• 0

Can't PHP screen scrape


Question

Hey guys! On my website you all helped me display the text from another website. When the source website changed, you all helped me fix it so it would work again. It's broken once again so I decided I would try to learn it on my own but I can't figure it out. Could someone post the code and then explain what's going on by any chance? :cry:

So this is the site and I would like to display the downloads from that webpage. I would like it to load the downloads everytime someone loads MY webpage so the downloads are always current.

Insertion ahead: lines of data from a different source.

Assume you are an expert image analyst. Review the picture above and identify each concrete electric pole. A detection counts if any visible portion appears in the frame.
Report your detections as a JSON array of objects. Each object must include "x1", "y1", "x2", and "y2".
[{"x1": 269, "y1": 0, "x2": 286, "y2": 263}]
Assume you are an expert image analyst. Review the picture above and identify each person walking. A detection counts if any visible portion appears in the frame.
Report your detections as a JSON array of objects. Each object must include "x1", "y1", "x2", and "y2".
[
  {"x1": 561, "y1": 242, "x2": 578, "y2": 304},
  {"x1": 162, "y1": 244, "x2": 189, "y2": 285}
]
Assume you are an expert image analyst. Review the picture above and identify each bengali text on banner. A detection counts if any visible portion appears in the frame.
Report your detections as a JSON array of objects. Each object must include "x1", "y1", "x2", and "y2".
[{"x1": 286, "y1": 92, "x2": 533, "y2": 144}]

https://addons.mozilla.org/en-US/firefox/addon/strike-49896/

Thanks again Neowinians!! :yes:

Link to comment
https://www.neowin.net/forum/topic/973286-cant-php-screen-scrape/
Share on other sites

16 answers to this question

Recommended Posts

  • 0

It is very easy using php oop.

$data = file_get_contents('https://addons.mozilla.org/en-US/firefox/addon/strike-49896/');

$html = new DOMDocument();

@$html->loadHTML($data);

foreach($html->getElementsByTagName('strong') as $strong):
        if ($strong->getAttribute('class') === 'downloads'):
                echo $strong->childNodes[0]->nodeValue;
        endif;
endforeach;

  • 0

<?php
$data = file_get_contents('https://addons.mozilla.org/en-US/firefox/addon/strike-49896/');

$html = new DOMDocument();

@$html->loadHTML($data);

foreach($html->getElementsByTagName('strong') as $strong):
        if ($strong->getAttribute('class') === 'downloads'):
                echo $strong->childNodes[0]->nodeValue;
        endif;
endforeach;
?>

I added this but it didn't work :(

http://firefox.thechillroom.com/strike.php

  • 0

YQL can make this easier...

Check out %27"]this query.

<?php
try{
  $response = new SimpleXMLElement(
    "http://query.yahooapis.com/v1/public/yql?q=select%20*%20from%20html%20where%20url%3D%22https%3A%2F%2Faddons.mozilla.org%2Fen-US%2Ffirefox%2Faddon%2Fstrike-49896%2F%22%20and%0A%20%20%20%20%20%20xpath%3D'%2F%2Fstrong%5B%40class%20%3D%20%22downloads%22%5D    null,
    true
  );
}catch(Exception $e){
  $response = null;
}

$count = '0';

if(null !== $response && 1 === count($response->results)){
  $count = (string)$response->results->strong;
}

echo $count;

It's untested, so you may have to tweak.

  • 0

Yeah I tested it after seeing your post and indeed it does not work. file_get_contents does not support https. There is some tweaks to get it to work but at this point it is not worth the effort. Anthony's approach is much better.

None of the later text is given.